Anecdotally: I started getting in touch with compiler hackers by failing to tame Scalac and filling JIRA with my violated expectations; for some things I found workarounds (and they’re fixed in Dotty), other things are still open (and hard!) problems.
Alternatively, one can learn the rules and rely on them, adding annotations when I know type inference won’t help, or changing the design so that type inference will work. Some people enjoy working this way.
And for some things, I know no such rules for Scalac.

Conversely, I know singleton types are never inferred, so I annotate them as needed when writing code (at least in certain patterns), without needing to think too much about it.

Having to add annotations in response to errors would take (me) longer, possibly get me out of flow, and be overall more annoying. I can’t say how much actual time is lost there, and I don’t think the same estimate works for different people.

I feel a reason some are so vocally annoyed at Scalac is that it’s often hard to predict what it’ll do, even for experts. (Guess: People with this complaint are likely to prefer GHC).
I know that’s one reason why in my research group we use Scala a lot but still never taught it to beginner students, but only use it in more advanced courses. (Also, I know nothing like the How to Design Programs curriculum for Scala).

Dotty is one the road to being more predictable. I wish it goes on, and I hope with my next job I’ll have a chance to contribute more seriously.
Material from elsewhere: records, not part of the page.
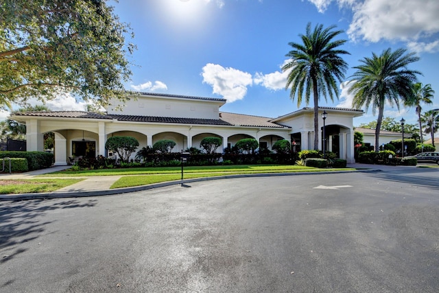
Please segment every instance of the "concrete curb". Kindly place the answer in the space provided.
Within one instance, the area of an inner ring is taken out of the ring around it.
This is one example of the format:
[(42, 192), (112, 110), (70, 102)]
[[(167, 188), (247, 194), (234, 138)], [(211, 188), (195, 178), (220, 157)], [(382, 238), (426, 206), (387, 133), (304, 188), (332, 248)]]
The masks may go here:
[(300, 176), (300, 175), (318, 175), (318, 174), (342, 174), (342, 173), (354, 173), (354, 172), (381, 172), (379, 169), (357, 169), (349, 171), (322, 171), (318, 172), (289, 172), (289, 173), (261, 173), (254, 174), (238, 174), (238, 175), (223, 175), (213, 177), (203, 177), (199, 178), (183, 179), (183, 180), (168, 181), (161, 183), (154, 183), (147, 185), (136, 186), (133, 187), (118, 188), (117, 189), (106, 189), (97, 190), (93, 191), (70, 191), (70, 192), (47, 192), (41, 194), (19, 194), (10, 195), (0, 195), (0, 201), (13, 201), (13, 200), (46, 200), (51, 198), (81, 198), (81, 197), (92, 197), (92, 196), (111, 196), (115, 194), (128, 194), (130, 192), (141, 191), (143, 190), (152, 189), (154, 188), (165, 187), (171, 185), (183, 185), (185, 183), (191, 183), (193, 182), (208, 181), (212, 180), (220, 179), (234, 179), (248, 177), (272, 177), (272, 176)]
LPTK · August 30, 2017, 9:24am

On the one hand, it’s true that value/variable bindings have always acted like boundaries to Scala’s local type inference, so it’s not completely unexpected or unnatural that some widening (of literal types and unions) would happen on those boundaries too. It’s also consistent with how the type of values is widened (e.g., how x in val a = new A; val x = a has type A, not a.type).

On the other hand, one of the pain points of Scala’s type inference, in my experience, is how it sometimes infer useless upper bounds because of a small mistake somewhere in a program.
For example, when writing:

val l0 = List("a","b","c")
val l1 = List('a, 'b, 'c)
val lsum = l0 ++ l1

Where the last line should actually be:

val lsum = l0 ++ l1.map(_.name)

Trying to use lsum as in:

lsum.reduce(_ + _.length)

Gives us the unhelpful "value length is not a member of java.io.Serializable".

In simple examples like this, it’s easy to find the problem. But if you have a big pipelined transformation, especially if expressed in one single expression (admittedly, not the best style), this can be really annoying to find.

Instead of that error, having "value length is not a member of String | Symbol" would probably be more helpful, as it tells me exactly what went wrong.

AleksanderBG · October 25, 2017, 7:22am

There’s one thing which could be mentioned here - it’s actually possible to make Dotty infer union/intersection types for variables with this one weird trick:

scala> val a = if (true) 0 else ""
val a: Any = 0
scala> val a @ _ = if (true) 0 else ""
val a: (Int | String) @unchecked = 0

While this looks a bit hacky, it seems like this behaviour can be reasonably relied on. Destructuring assignment should behave exactly the same as pattern matching, and in pattern matching we don’t want to widen union types, so that we can assign precise types to bound variables and so that we can emit precise exhaustivity warnings.

I don’t know if this is a solid argument for things staying as they are, but at the very least this makes it possible to not explicitly annotate variables with union/intersection types everywhere we want one.